Who: Priscilla Brastianos, MD, Mass General Brigham Cancer Institute
What: Craniopharyngiomas, a rare brain tumor along the pituitary-hypothalamic axis, can cause significant clinical sequelae. Genetic analysis of craniopharyngiomas revealed that 95% of papillary craniopharyngiomas (PCP) have BRAF V600E mutations. This research team previously reported that BRAF/MEK inhibition was associated with significant anti-tumor activity in newly diagnosed PCP patients. The team has now evaluated the efficacy of vemurafenib/cobimetinib in a separate cohort of patients on this trial with recurrent PCP whose tumors progressed after prior radiation.

Clinical Presentation, Management and Outcome of Tumor inflammation-associated neurotoxicity (TIAN) in CNS lymphoma treated with CD19-CAR T-cell therapy
When: Sunday, Nov. 23, 2025, 11 a.m.-12 p.m.
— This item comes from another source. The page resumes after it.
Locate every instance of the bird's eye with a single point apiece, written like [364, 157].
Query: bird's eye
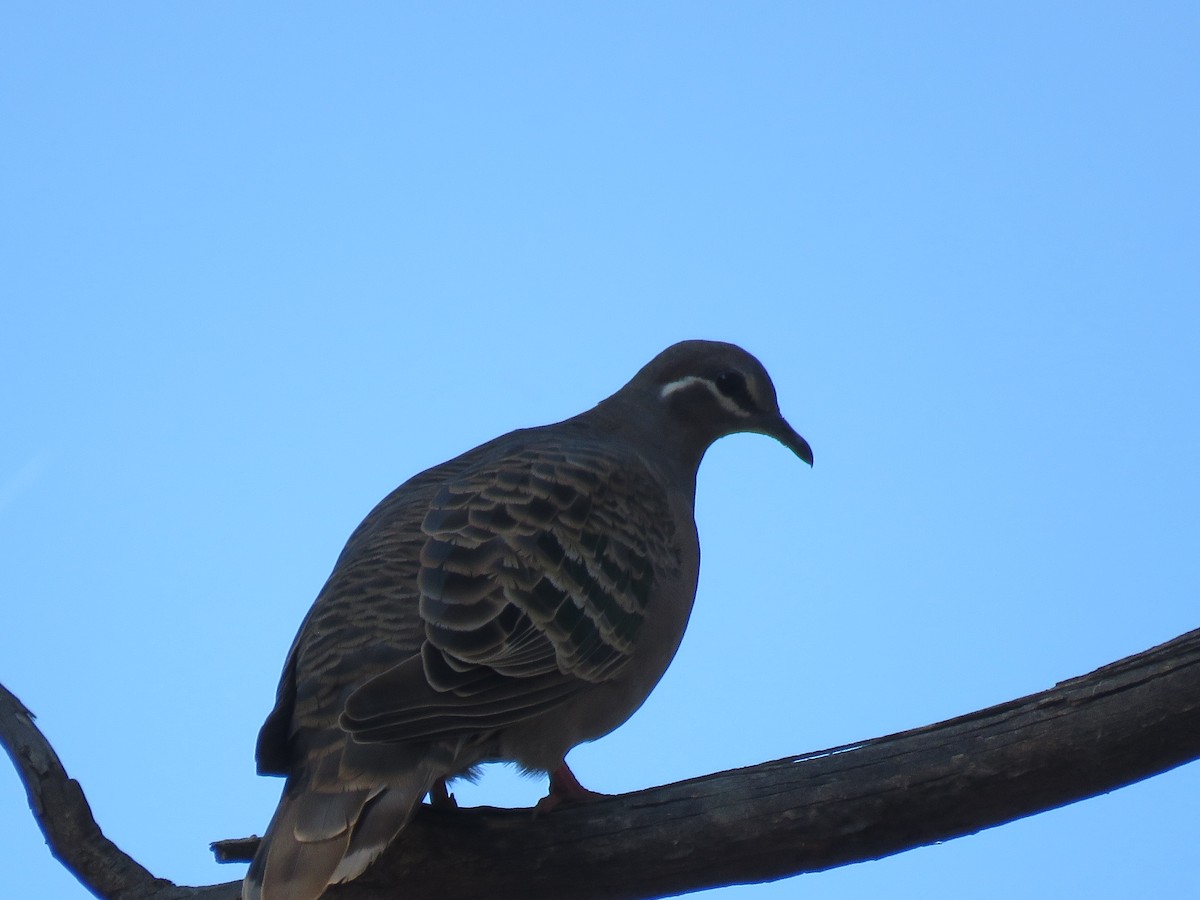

Who: Jorg Dietrich, MD, PhD, Mass General Brigham Cancer Institute
What: (This work was recently published in Blood.) Tumor inflammation-associated neurotoxicity (TIAN) has been proposed as a unique complication of immunotherapy in brain tumor patients. Here, the researchers report the first comprehensive characterization of TIAN in CNS lymphoma (CNSL) patients treated with CD19-directed chimeric antigen receptor T-cells (CD19-CAR). TIAN occurred in 10/56 (17.9%) CNSL with clinical onset at a median 3.5 days (range: 1-9) after CD19-CAR infusion. It was less frequently associated with cytokine release syndrome (60% vs 100%, p = 0.009) than immune effector cell-associated neurotoxicity syndrome (ICANS). Although symptoms were usually transient and fully reversible, TIAN was associated with a fatal outcome in one patient. Larger CNS tumor volume at baseline allowed the identification of patients at risk for TIAN (AUC: 0.847, p = 0.002). Maximizing Youden J statistics, a discriminatory tumor volume threshold >3.4cm3 was determined, which carried 87.5% sensitivity and 80.5% specificity. TIAN correlated with higher overall response rates to CD19-CAR (90% vs 52%, p = 0.036) and improved progression-free survival (Hazard ratio: 0.22; 95%-Confidence interval: 0.07-0.61, p = 0.006) on multivariate Cox proportional hazard regression. Post-mortem histopathological evaluation of a TIAN lesion revealed a dense macrophage population with central necrosis and peripheral reactive gliosis, accompanied by loss of white matter and intracytoplasmic myelin in foamy macrophages. Quantitative PCR confirmed the presence of CD19-CAR at the TIAN lesion site. Collectively, this work supports TIAN as a localized on-tumor, on-target neurotoxicity syndrome, closely related to pre-existing CNSL lesions and distinct from ICANS. CNS tumor volume at baseline may allow to identify patients at risk and may guide management.